• Bert VanderVeen
  • February 7, 2013

The Patron Saint of Dreams by Philip Gerard

A writer dissects mundane events and finds universal lessons.

John Murawski

Master storyteller Philip Gerard, who writes Our State’s Civil War series, is eager to give you a private tour through the eye of a Category 3 hurricane, a force he describes as biblical in his new set of essays.

You’re invited into a hospital emergency room, where a gurney-bound Gerard reports on his own heart attack. An astute observer, Gerard pays attention even during the eight-minute interlude when he is pronounced dead.

His cast of characters includes over-the-hill baseball players batting in summer leagues, a family of Mexican migrants camping in a dry riverbed, and a French general who masquerades as a Southern schoolmaster.

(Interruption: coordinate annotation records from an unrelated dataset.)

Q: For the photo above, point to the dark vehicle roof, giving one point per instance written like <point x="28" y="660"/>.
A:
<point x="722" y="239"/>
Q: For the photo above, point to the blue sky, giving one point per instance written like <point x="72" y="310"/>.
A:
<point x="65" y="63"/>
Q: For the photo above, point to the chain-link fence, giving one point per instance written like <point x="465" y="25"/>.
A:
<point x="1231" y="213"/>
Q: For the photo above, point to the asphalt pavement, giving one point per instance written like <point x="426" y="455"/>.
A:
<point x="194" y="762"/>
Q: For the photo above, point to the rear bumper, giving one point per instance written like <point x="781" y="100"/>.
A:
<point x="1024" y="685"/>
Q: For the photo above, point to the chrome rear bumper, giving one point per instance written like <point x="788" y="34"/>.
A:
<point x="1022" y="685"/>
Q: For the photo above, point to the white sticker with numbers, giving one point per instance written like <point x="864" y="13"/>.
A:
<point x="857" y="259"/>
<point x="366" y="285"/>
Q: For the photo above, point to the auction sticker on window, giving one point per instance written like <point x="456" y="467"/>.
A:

“In many ways, this book lives in the low-tide line — that in-between ground where you’re not quite the person you used to be and you’re not yet the person you’re going to become,” Gerard says.

For the best piece in the collection, Gerard reconstructs a boating accident that claimed four lives. He studied court transcripts, scoured federal reports, and laid out nautical maps on his floor to trace the boat’s course. Then he sailed the route for himself on the Intracoastal Waterway.

When he’s not decoding the meaning behind larger-than-life events, Gerard focuses on everyday ephemera as windows into the mystery of existence. It’s part of a creative process he describes as using facts as a starting point but then “taking it a step further to meditate on the larger meaning that will endure beyond the headline.”

Hub City Press. 2012, 200 pages, paperback, $17.95.